Twice this week I’ve had to go to the Division of Motor Vehicles with Forest, so twice this week I sat in the moveable chair feast of DMV surrealism. There’s something about being in a place where the wait is several hours that brings out the friendly gonzo in everyone. Maybe it’s the cheer that people try to spread, knowing ahead of time that time will expand beyond horizons while here. Maybe it’s constant standing up and moving to the next seat down the line. Whatever it is, I was struck by how much strangers tend to act like family in such places.
Today, when a woman waving a giant cross and talking extremely loud with a DMV staff person called out for someone to let her use a cell phone for a long-distance call, people looked at each other. One woman started to get up with her phone in hand. “Don’t,” a man said to her. “She’ll be on your phone for a long time.” Others looked at each other or across to people they were just seeing for the first time, and politely debated whether it made sense to lend one’s phone to someone not tethered to the seemingly same reality as the rest of us. Finally, one woman walked over and lent her phone. The woman with the giant cross talked for a long time and loudly. “At least we’re safe from vampires,” one man said to a teenager next to him.
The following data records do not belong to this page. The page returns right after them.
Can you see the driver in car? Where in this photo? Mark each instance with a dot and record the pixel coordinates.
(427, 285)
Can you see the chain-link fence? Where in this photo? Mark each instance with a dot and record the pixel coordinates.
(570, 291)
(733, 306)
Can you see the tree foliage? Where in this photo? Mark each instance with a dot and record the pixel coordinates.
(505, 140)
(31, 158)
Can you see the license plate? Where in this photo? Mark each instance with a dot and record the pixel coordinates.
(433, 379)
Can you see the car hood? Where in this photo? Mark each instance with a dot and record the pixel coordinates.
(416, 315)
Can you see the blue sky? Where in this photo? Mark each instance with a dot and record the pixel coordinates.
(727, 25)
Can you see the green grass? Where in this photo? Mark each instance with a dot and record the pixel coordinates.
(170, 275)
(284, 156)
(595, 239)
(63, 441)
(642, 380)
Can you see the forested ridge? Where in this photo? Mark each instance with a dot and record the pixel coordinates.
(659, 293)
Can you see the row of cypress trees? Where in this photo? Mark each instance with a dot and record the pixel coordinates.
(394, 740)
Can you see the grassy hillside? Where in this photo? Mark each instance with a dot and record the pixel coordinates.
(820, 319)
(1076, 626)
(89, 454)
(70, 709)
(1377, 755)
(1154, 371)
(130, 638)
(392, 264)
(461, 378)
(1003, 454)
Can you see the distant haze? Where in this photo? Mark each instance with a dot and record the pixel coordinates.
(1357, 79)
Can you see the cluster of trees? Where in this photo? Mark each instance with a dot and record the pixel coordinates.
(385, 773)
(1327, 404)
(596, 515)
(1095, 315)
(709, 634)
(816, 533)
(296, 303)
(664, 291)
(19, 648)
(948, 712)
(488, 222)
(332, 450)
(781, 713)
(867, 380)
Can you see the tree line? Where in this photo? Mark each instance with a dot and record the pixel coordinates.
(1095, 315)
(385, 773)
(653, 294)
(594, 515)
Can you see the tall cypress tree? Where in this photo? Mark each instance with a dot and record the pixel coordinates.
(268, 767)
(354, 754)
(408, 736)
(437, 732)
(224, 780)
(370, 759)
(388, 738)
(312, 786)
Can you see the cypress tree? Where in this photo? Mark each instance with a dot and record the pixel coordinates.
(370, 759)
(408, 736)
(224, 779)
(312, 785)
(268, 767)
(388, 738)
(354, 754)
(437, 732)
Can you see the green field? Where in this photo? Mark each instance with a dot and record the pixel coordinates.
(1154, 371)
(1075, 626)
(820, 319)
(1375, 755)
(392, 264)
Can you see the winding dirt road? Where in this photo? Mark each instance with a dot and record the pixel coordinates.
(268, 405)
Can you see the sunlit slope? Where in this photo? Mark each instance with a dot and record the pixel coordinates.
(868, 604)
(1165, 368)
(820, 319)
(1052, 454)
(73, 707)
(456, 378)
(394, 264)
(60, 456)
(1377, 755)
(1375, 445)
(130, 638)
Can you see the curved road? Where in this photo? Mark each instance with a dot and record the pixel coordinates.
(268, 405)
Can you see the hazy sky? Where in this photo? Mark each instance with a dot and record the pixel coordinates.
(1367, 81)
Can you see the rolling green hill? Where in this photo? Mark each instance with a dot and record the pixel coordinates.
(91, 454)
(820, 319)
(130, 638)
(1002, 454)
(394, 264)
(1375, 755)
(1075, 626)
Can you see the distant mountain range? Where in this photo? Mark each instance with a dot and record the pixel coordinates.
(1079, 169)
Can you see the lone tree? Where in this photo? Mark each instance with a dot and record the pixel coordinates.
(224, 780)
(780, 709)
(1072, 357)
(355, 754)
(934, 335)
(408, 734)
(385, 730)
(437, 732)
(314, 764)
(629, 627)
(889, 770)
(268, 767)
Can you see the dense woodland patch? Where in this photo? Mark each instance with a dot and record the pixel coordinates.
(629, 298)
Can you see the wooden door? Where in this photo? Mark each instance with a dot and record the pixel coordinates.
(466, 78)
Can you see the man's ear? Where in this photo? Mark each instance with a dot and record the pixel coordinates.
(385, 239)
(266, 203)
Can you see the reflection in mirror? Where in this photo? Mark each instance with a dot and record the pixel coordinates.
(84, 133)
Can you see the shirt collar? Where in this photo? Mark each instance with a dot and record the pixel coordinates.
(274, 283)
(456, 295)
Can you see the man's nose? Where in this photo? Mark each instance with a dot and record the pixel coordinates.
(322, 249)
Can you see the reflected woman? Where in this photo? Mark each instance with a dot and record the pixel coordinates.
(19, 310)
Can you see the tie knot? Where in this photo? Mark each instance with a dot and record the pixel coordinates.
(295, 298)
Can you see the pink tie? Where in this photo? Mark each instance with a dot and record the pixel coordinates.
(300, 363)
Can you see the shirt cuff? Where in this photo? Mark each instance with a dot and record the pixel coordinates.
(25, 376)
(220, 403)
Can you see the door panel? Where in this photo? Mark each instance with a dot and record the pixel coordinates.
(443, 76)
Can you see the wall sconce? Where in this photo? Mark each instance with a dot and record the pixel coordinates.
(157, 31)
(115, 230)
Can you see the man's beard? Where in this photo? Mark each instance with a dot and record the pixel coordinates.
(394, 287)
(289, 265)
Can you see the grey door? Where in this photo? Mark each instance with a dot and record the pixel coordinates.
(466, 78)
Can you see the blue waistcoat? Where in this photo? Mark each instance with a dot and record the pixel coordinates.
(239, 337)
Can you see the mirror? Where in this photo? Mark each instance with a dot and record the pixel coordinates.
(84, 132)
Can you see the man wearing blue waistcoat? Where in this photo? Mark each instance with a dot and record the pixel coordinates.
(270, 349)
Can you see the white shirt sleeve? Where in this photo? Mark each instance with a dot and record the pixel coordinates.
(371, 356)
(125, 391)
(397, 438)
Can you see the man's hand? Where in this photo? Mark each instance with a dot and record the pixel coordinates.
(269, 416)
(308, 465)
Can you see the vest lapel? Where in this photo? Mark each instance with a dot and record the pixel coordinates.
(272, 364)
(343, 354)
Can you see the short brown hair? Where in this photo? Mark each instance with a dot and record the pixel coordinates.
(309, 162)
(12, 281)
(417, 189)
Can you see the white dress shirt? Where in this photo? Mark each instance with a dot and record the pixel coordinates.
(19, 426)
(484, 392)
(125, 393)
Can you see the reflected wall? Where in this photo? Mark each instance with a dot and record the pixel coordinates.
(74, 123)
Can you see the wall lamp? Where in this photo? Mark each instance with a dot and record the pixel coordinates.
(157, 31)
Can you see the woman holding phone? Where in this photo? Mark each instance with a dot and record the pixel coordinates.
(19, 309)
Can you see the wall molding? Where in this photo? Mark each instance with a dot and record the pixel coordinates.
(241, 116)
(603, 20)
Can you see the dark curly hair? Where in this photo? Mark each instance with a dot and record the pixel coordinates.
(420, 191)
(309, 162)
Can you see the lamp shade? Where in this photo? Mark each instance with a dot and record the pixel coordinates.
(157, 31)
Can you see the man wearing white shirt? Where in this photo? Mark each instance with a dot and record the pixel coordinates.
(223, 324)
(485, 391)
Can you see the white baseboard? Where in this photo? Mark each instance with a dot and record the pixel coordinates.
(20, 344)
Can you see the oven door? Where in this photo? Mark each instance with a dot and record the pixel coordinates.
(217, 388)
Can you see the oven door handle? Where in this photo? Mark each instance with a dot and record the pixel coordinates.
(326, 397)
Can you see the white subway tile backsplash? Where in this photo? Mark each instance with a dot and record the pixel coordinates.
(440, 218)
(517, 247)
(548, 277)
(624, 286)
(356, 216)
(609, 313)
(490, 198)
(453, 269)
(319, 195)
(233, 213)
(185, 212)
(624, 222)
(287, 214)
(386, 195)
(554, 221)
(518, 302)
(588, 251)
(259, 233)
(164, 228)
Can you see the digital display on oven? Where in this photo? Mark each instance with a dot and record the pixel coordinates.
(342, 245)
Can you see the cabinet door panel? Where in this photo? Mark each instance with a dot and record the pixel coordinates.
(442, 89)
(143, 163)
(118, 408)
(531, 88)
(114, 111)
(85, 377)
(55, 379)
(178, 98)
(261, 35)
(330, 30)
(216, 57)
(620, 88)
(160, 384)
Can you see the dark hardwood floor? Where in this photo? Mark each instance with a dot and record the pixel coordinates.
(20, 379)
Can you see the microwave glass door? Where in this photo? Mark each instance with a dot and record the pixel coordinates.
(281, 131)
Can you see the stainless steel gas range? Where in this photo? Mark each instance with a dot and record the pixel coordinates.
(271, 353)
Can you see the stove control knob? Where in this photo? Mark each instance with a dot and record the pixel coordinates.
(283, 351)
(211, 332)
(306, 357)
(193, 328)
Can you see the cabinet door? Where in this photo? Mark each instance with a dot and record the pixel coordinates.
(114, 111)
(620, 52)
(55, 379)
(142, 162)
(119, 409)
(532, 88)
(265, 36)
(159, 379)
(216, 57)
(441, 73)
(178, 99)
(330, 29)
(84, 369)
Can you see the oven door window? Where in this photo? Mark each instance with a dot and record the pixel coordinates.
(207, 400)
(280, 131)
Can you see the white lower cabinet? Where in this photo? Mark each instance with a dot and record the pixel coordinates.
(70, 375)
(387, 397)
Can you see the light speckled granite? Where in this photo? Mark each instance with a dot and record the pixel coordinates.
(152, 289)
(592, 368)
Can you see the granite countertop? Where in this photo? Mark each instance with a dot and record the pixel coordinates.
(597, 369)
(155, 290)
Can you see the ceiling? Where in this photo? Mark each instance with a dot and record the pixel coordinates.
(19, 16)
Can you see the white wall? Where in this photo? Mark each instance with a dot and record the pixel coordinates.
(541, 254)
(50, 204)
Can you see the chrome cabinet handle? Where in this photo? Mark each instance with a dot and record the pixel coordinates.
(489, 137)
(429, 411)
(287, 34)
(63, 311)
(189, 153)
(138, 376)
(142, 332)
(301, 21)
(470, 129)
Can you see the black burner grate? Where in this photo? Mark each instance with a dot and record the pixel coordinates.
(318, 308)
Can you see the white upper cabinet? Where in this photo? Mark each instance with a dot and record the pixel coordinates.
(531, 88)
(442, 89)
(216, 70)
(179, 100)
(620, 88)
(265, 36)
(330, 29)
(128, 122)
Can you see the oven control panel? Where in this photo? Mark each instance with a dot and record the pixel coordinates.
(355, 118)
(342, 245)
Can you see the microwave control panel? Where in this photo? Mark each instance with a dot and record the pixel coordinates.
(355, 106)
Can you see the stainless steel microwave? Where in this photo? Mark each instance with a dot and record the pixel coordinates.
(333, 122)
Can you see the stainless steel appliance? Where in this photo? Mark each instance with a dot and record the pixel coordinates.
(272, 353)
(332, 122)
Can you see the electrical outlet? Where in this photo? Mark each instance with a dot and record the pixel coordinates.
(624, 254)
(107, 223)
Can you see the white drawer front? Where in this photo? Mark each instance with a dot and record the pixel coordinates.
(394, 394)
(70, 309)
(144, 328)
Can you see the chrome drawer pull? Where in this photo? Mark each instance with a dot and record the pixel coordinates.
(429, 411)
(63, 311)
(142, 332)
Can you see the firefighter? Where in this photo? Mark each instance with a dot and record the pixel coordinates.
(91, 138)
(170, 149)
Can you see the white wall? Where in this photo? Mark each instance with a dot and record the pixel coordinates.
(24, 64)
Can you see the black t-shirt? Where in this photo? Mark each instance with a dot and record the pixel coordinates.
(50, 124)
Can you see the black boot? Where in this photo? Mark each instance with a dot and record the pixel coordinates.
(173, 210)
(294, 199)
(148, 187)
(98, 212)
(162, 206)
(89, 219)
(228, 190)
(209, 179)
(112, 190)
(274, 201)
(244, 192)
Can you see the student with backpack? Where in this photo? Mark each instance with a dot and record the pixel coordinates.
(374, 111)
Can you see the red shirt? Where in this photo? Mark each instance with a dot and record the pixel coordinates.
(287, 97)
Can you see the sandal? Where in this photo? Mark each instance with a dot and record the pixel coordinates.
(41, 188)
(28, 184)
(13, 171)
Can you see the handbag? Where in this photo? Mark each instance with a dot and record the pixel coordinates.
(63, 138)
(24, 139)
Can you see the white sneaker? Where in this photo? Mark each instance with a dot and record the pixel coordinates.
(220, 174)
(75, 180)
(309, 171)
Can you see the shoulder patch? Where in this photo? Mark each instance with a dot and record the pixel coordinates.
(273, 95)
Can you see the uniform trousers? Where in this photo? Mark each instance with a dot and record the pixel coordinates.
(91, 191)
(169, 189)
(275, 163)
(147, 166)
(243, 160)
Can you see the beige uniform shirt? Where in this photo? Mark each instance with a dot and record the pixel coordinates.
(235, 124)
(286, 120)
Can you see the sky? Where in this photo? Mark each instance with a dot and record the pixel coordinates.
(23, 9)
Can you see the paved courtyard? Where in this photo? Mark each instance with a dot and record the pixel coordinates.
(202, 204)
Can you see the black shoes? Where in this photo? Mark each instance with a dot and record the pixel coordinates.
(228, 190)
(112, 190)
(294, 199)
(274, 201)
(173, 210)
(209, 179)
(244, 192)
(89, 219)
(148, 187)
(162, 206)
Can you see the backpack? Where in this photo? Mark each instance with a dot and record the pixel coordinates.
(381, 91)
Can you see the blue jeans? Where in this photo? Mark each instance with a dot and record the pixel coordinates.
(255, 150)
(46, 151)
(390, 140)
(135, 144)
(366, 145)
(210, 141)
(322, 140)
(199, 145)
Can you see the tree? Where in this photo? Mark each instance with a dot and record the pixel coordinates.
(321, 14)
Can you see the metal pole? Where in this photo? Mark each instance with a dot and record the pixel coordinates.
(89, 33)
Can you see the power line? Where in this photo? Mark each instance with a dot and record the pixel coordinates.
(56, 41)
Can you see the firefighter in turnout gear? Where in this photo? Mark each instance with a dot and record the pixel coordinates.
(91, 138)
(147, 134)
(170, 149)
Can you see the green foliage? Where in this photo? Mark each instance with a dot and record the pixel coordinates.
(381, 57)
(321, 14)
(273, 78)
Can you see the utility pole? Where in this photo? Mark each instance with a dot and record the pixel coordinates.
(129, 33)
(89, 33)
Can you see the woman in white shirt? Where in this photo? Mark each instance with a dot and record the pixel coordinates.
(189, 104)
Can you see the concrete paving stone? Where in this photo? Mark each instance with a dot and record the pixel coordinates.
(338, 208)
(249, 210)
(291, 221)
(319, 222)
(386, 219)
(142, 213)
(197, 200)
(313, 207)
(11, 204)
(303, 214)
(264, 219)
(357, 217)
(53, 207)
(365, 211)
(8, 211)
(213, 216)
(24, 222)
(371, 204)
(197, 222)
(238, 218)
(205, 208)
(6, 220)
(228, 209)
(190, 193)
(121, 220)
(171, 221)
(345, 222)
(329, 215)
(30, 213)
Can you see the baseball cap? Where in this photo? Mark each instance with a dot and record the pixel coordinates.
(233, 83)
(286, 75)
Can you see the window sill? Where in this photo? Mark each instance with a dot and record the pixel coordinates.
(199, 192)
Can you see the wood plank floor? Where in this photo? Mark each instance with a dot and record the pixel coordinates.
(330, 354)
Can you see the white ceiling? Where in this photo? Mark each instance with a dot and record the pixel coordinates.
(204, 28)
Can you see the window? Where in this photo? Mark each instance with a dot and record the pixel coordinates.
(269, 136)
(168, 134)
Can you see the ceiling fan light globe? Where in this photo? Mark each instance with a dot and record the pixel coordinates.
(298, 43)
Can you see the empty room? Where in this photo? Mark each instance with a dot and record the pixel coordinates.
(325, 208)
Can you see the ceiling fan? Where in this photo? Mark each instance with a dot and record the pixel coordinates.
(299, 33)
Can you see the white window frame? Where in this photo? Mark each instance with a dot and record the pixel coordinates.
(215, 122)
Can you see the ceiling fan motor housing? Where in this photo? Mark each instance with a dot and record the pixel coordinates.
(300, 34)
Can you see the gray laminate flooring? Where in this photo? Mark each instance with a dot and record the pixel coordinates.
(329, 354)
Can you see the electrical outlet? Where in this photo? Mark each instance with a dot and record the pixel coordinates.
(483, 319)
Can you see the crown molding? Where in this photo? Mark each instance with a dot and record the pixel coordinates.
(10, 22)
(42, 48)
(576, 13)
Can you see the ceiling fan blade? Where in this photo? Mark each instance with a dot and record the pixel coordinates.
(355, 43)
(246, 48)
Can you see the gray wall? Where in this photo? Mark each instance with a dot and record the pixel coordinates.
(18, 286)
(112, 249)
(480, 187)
We all nodded.
There were conversations about what people were having for dinner (two women were planning on big steaks and mashed potatoes), whether a new driver really wanted to declare herself a Libertarian while registering to vote (“Do you even know what a Libertarian is?” someone asked her), and how sitting on these hard plastic chairs was a treat after riding a motorcycle.
Finally, it was our turn, and by the time we left, close to two hours after we arrived, I didn’t feel tense from two hours of waiting (having a laptop to work on the whole time helped), but bemused by how in the bureaucratic staleness of an understaffed agency, we could hang out with each other as if we were old friends who had seen it all.